At Daymark we have been contemplating how to assess reputation risk for many years. The definition we most often use with clients is that your reputation risk is the difference between how your stakeholders expect you to act compared with how you actually do act.
But how do you define this risk in real terms?
One of our approaches has been to conduct two identical surveys about a company. One with the public and the other with employees. We put the same reputation damaging scenarios to each and looked at the difference in opinions.
For the purposes of the survey, we came up with a list of over 60 reputation damaging events and about 400 variations as to the severity of those events. (Survey respondents went through a ranking exercise first so that they did not need to answer over 400 questions, which would have been a reputation hazard itself.)

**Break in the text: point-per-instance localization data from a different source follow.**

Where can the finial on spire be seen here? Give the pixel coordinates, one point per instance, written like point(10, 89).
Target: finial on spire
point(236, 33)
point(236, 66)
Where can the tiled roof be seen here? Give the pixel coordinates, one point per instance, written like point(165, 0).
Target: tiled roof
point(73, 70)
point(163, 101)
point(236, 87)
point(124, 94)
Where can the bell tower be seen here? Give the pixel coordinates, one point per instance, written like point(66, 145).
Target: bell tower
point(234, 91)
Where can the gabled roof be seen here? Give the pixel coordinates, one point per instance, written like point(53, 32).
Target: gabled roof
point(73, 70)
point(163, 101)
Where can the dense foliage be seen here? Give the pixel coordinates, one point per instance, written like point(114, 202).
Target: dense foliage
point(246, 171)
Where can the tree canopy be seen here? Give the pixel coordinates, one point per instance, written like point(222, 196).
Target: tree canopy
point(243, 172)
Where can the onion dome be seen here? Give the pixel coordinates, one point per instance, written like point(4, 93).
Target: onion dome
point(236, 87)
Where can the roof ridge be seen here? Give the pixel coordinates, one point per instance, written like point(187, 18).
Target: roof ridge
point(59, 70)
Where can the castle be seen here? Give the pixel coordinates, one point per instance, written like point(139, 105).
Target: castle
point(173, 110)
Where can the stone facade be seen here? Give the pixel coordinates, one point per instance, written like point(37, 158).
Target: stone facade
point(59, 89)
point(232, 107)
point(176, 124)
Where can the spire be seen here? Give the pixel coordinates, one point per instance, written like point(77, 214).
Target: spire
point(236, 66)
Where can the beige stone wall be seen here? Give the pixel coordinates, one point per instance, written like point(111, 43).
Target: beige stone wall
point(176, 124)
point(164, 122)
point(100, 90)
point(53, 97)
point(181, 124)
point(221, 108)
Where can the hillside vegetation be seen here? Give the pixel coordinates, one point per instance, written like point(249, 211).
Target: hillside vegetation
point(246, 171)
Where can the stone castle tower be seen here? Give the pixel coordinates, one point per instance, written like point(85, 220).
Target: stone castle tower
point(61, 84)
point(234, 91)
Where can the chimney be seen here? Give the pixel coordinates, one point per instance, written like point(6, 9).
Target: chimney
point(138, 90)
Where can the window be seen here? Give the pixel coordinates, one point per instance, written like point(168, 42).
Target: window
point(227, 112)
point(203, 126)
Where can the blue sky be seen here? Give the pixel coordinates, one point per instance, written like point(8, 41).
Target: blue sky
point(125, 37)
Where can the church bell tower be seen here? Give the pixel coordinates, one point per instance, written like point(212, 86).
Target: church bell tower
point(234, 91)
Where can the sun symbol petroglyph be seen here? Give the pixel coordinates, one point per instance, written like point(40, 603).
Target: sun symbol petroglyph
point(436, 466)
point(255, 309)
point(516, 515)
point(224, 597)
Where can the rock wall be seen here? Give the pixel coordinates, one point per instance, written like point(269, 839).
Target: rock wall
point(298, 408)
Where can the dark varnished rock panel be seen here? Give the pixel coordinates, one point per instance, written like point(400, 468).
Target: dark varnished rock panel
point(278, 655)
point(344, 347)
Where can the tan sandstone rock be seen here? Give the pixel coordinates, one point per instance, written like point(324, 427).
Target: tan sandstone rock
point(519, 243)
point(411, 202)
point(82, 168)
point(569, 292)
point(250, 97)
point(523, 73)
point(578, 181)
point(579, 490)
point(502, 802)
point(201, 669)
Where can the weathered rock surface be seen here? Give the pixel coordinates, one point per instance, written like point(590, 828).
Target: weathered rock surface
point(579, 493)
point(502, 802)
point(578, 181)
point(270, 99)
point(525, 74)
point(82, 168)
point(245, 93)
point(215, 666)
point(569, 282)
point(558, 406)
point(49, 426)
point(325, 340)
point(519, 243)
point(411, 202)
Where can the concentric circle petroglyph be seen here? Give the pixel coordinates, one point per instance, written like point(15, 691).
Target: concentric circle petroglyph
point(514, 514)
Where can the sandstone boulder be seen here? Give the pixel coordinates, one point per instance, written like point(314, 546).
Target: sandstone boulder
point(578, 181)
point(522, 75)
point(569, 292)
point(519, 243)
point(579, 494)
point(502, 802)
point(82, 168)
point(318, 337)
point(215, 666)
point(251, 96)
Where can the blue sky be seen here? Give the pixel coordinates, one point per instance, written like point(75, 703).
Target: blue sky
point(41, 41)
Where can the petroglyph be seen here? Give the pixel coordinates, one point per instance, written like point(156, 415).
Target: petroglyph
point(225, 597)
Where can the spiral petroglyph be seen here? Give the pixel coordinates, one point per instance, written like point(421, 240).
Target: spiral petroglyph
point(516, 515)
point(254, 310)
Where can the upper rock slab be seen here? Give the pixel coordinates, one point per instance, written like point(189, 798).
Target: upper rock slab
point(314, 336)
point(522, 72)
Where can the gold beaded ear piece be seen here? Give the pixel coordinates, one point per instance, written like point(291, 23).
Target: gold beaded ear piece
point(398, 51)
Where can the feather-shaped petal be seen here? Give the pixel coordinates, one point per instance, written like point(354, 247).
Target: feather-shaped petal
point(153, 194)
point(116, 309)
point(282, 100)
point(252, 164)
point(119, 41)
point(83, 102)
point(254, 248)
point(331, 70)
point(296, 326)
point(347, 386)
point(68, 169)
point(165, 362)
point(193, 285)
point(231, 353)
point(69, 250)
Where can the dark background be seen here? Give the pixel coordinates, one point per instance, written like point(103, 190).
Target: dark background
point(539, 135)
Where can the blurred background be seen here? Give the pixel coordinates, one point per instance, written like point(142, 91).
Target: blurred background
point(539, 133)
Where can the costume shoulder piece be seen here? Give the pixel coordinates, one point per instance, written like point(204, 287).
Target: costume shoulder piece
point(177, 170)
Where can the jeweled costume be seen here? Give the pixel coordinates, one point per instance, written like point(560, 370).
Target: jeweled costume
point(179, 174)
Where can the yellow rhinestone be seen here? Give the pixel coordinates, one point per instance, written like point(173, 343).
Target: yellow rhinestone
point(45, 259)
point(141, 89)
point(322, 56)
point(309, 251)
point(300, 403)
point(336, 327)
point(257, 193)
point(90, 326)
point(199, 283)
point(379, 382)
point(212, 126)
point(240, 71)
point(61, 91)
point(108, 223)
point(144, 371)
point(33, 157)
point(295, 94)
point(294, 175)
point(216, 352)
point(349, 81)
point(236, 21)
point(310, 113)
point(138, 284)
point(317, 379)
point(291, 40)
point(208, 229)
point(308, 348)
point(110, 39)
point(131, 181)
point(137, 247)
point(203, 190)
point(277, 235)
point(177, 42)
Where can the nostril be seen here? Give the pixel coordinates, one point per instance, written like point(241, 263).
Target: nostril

The results were insightful and did indeed rank reputation risks from top to bottom. However the insights relied on having a complete list of potentially reputation damaging events. The obvious problem being, what if we missed a potential event – say a black swan event?
At Daymark we are now up to version 5 of our reputation risk product we call Foresight. It has moved into a big data and machine learning environment where we look at de-identified email content to isolate patterns and issues.
Importantly, Foresight AI is issues agnostic, which means it does not need a long list of reputation damaging events to consider. Instead it self-learns the issues within an organisation.
It has been interesting talking to clients about Foresight AI. We estimate this digital intelligence approach brings issues to the surface many months before they may come to the attention of management.
Foresight AI has also confirmed what we have learnt about reputation risk over the years. That is, reputation damaging events typically arise from breakdowns in business processes impacting customers, employees or stakeholders. This is followed by a failure to pay due recognition to small but recurring system failures above the daily noise of matters before management teams.
If you think about a reputation event that has challenged your organisation we are sure it will demonstrate some of these features. Even crisis events tend to have their genesis deep and long held within an organisation.
Most if not all of our clients intuitively know and can name some of their reputation risks. But it is the ones they don’t know about that keep them awake. Maybe it’s time to look under the hood.